[HMM 00/15] HMM (Heterogeneous Memory Management) v20

* [HMM 00/15] HMM (Heterogeneous Memory Management) v20
@ 2017-04-22  3:30 Jérôme Glisse
  2017-04-22  3:30 ` [HMM 01/15] mm, memory_hotplug: introduce add_pages Jérôme Glisse
                   ` (14 more replies)
  0 siblings, 15 replies; 23+ messages in thread
From: Jérôme Glisse @ 2017-04-22  3:30 UTC (permalink / raw)
  To: akpm, linux-kernel, linux-mm
  Cc: John Hubbard, Dan Williams, Naoya Horiguchi, David Nellans,
	Jérôme Glisse

Patchset is on top of mmotm mmotm-2017-04-18 and Michal patchset
([PATCH -v3 0/13] mm: make movable onlining suck less). Branch:

https://cgit.freedesktop.org/~glisse/linux/log/?h=hmm-v20

I have included all suggestion made since v19, it is all build
fix and change in respect to memory hotplug with Michal rework.
Changes since v19:
- Included various build fix and compilation warning fix
- Limit HMM to x86-64 (easy to enable other arch as separate patch)
- Rebase on top of Michal memory hotplug rework

Heterogeneous Memory Management (HMM) (description and justification)

Today device driver expose dedicated memory allocation API through their
device file, often relying on a combination of IOCTL and mmap calls. The
device can only access and use memory allocated through this API. This
effectively split the program address space into object allocated for the
device and useable by the device and other regular memory (malloc, mmap
of a file, share memory, …) only accessible by CPU (or in a very limited
way by a device by pinning memory).

Allowing different isolated component of a program to use a device thus
require duplication of the input data structure using device memory
allocator. This is reasonable for simple data structure (array, grid,
image, …) but this get extremely complex with advance data structure
(list, tree, graph, …) that rely on a web of memory pointers. This is
becoming a serious limitation on the kind of work load that can be
offloaded to device like GPU.

New industry standard like C++, OpenCL or CUDA are pushing to remove this
barrier. This require a shared address space between GPU device and CPU so
that GPU can access any memory of a process (while still obeying memory
protection like read only). This kind of feature is also appearing in
various other operating systems.

HMM is a set of helpers to facilitate several aspects of address space
sharing and device memory management. Unlike existing sharing mechanism
that rely on pining pages use by a device, HMM relies on mmu_notifier to
propagate CPU page table update to device page table.

Duplicating CPU page table is only one aspect necessary for efficiently
using device like GPU. GPU local memory have bandwidth in the TeraBytes/
second range but they are connected to main memory through a system bus
like PCIE that is limited to 32GigaBytes/second (PCIE 4.0 16x). Thus it
is necessary to allow migration of process memory from main system memory
to device memory. Issue is that on platform that only have PCIE the device
memory is not accessible by the CPU with the same properties as main
memory (cache coherency, atomic operations, …).

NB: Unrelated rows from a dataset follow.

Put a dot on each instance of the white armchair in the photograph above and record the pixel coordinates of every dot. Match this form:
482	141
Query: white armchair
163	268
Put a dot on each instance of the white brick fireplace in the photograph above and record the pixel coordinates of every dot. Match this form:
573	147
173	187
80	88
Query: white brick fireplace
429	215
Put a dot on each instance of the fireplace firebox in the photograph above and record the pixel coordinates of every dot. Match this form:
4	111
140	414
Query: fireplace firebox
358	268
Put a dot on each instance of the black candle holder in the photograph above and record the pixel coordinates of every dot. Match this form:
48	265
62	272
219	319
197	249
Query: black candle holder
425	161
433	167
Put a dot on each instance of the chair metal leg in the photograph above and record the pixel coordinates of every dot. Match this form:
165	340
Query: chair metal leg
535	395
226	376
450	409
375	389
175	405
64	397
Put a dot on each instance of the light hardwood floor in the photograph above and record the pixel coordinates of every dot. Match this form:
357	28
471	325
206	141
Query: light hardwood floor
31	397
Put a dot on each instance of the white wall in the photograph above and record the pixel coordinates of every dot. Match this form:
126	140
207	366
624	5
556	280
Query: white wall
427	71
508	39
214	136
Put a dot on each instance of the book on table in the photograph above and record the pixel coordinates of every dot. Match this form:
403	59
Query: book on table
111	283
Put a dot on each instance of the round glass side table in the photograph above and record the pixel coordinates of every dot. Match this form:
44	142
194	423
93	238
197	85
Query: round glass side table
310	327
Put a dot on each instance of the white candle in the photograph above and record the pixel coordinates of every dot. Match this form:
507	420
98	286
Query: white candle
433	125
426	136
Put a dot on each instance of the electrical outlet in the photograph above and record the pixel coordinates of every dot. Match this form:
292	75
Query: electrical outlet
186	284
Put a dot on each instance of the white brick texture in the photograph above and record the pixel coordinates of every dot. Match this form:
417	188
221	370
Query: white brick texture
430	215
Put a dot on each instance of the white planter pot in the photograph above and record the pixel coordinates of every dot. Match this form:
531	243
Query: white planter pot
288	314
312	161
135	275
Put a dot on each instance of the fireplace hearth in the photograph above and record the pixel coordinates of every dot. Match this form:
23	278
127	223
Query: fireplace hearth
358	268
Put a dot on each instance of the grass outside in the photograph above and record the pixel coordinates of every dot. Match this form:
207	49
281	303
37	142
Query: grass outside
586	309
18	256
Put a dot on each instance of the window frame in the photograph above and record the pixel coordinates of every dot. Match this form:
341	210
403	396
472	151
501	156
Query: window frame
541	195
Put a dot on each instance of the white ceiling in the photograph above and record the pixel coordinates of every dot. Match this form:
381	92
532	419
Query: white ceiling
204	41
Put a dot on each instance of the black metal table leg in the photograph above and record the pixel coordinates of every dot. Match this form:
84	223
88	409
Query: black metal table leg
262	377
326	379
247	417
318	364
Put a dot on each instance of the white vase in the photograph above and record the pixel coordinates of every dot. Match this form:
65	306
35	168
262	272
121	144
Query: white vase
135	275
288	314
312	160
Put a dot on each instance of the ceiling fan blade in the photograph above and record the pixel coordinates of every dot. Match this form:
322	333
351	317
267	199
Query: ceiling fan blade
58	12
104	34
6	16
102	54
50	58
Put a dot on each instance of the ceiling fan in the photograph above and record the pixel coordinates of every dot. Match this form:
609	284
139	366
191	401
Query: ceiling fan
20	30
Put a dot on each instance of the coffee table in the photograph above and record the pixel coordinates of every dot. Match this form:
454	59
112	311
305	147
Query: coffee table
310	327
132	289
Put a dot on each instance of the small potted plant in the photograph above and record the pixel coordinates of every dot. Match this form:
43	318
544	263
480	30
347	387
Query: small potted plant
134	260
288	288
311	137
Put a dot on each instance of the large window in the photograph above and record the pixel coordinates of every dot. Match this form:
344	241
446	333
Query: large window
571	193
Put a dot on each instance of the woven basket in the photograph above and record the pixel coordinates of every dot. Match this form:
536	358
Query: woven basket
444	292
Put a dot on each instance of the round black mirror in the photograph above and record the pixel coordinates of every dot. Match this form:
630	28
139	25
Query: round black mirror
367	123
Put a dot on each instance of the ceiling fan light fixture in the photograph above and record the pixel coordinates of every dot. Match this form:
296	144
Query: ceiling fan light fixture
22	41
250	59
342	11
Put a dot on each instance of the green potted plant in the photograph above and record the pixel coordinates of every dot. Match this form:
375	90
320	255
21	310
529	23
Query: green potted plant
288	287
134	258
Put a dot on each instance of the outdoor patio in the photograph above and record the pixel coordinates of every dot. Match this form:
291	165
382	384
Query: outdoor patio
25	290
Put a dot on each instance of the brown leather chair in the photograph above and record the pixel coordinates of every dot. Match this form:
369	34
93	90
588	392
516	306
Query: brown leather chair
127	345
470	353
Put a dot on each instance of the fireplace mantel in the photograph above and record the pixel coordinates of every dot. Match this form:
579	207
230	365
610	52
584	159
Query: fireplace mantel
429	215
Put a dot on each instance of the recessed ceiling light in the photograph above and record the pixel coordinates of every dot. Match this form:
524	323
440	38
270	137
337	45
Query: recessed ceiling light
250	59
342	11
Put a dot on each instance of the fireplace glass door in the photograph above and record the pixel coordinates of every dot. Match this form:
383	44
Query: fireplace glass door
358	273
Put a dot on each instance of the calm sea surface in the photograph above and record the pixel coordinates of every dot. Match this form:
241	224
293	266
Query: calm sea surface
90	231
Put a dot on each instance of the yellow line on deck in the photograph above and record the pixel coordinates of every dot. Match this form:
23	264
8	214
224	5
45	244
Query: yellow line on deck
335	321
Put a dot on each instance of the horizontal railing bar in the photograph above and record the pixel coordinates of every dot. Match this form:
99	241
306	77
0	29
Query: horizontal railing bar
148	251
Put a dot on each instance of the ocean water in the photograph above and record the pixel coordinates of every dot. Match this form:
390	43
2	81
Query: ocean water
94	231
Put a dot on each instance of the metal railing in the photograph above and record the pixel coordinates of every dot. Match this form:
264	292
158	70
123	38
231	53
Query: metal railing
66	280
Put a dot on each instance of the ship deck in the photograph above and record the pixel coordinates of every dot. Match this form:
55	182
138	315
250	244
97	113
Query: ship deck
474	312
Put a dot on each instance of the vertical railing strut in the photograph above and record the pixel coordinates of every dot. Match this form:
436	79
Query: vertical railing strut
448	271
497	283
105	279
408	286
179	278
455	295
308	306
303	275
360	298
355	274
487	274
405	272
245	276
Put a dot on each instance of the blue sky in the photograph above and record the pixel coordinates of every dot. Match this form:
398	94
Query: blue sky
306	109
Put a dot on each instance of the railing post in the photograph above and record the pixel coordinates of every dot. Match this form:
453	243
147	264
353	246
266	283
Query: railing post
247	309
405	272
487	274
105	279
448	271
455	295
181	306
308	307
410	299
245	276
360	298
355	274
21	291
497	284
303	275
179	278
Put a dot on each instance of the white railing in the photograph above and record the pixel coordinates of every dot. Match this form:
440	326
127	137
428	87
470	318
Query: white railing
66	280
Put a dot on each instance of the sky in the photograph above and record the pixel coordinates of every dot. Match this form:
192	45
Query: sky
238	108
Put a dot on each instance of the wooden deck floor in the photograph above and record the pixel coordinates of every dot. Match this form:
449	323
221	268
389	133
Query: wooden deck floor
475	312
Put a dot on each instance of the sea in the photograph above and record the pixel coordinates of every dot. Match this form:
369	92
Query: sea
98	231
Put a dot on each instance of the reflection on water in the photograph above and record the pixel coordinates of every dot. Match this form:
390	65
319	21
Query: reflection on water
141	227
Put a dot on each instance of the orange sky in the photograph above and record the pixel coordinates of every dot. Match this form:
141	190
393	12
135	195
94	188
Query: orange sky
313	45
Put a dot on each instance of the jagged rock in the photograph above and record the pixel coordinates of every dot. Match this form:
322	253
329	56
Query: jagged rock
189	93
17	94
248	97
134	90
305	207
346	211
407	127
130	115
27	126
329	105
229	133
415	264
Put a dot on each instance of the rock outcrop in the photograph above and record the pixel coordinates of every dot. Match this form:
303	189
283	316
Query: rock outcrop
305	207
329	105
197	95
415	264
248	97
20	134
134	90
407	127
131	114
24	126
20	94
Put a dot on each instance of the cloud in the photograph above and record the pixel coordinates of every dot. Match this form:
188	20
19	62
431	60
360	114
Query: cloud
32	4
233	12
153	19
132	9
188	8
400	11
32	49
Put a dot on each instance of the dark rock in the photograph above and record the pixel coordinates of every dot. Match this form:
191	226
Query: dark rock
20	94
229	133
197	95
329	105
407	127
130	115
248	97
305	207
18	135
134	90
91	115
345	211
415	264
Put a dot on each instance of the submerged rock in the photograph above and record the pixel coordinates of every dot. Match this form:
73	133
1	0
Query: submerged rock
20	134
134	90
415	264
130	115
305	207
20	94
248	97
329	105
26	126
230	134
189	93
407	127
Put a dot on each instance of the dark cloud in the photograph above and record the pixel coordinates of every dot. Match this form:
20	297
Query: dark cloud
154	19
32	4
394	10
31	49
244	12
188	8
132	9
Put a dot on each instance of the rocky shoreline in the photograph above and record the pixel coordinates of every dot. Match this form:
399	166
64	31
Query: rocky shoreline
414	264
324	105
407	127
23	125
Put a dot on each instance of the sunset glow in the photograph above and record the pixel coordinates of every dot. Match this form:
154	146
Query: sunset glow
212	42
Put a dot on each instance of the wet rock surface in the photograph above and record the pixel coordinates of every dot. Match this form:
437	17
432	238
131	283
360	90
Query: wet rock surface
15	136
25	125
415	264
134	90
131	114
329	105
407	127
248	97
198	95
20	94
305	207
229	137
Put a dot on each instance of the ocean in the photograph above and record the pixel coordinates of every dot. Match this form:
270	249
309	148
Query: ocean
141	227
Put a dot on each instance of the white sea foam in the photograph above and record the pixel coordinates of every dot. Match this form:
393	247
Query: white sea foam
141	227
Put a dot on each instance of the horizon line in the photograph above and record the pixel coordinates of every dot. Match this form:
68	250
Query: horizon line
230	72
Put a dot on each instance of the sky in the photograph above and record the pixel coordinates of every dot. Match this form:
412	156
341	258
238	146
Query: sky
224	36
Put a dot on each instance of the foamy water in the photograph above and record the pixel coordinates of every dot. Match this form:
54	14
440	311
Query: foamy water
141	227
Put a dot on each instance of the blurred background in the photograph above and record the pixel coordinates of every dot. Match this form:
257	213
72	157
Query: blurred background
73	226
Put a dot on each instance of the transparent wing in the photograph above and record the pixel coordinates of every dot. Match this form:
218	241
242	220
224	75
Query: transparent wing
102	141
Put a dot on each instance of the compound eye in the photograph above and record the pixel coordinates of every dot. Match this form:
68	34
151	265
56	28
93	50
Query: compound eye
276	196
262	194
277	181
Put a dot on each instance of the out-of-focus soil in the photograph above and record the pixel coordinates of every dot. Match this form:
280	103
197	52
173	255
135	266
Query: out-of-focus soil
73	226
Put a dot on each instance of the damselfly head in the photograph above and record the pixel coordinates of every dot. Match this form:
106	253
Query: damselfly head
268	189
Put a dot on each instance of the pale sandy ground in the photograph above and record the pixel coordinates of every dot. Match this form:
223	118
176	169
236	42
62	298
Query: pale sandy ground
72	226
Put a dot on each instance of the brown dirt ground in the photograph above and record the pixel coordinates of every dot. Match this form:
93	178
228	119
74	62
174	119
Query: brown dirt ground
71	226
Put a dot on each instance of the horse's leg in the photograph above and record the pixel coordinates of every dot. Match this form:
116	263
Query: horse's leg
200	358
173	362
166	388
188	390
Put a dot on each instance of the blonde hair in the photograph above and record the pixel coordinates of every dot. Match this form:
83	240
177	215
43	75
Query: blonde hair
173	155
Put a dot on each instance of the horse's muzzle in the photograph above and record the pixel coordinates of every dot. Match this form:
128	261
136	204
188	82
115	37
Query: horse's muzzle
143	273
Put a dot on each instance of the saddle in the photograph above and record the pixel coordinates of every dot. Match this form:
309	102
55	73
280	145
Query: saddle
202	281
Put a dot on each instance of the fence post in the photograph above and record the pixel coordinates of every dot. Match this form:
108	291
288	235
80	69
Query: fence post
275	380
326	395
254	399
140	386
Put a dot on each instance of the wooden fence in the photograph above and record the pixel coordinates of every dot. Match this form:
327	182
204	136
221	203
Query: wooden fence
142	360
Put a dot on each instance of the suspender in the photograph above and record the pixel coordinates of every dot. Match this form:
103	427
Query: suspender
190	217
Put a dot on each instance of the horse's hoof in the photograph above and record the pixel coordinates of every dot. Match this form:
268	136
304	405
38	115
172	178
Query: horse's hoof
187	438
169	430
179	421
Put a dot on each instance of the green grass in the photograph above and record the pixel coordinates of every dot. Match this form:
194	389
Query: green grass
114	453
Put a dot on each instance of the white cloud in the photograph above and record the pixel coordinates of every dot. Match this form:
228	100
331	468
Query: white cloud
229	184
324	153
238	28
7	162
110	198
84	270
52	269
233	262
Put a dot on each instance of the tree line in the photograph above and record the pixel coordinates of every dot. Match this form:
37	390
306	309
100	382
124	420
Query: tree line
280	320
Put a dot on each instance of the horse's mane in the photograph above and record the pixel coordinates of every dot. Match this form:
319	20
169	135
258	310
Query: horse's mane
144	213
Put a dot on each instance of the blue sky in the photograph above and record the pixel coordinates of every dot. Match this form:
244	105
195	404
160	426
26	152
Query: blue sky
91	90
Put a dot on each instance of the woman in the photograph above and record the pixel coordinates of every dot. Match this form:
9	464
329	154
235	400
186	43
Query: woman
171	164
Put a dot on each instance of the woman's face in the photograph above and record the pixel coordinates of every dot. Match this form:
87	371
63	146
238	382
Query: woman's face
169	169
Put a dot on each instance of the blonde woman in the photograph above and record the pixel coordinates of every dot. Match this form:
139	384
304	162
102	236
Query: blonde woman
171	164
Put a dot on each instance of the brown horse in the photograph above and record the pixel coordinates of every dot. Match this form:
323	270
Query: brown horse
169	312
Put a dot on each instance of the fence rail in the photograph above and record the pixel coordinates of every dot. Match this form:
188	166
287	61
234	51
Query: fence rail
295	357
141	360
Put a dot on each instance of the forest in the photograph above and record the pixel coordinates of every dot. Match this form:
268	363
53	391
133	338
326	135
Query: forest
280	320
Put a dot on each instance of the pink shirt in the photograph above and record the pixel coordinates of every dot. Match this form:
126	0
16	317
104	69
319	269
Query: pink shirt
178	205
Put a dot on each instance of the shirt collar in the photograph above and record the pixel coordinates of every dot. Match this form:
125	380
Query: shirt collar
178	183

To allow migration from main memory to device memory HMM provides a set
of helper to hotplug device memory as a new type of ZONE_DEVICE memory
which is un-addressable by CPU but still has struct page representing it.
This allow most of the core kernel logic that deals with a process memory
to stay oblivious of the peculiarity of device memory.

When page backing an address of a process is migrated to device memory
the CPU page table entry is set to a new specific swap entry. CPU access
to such address triggers a migration back to system memory, just like if
the page was swap on disk. HMM also blocks any one from pinning a
ZONE_DEVICE page so that it can always be migrated back to system memory
if CPU access it. Conversely HMM does not migrate to device memory any
page that is pin in system memory.

To allow efficient migration between device memory and main memory a new
migrate_vma() helpers is added with this patchset. It allows to leverage
device DMA engine to perform the copy operation.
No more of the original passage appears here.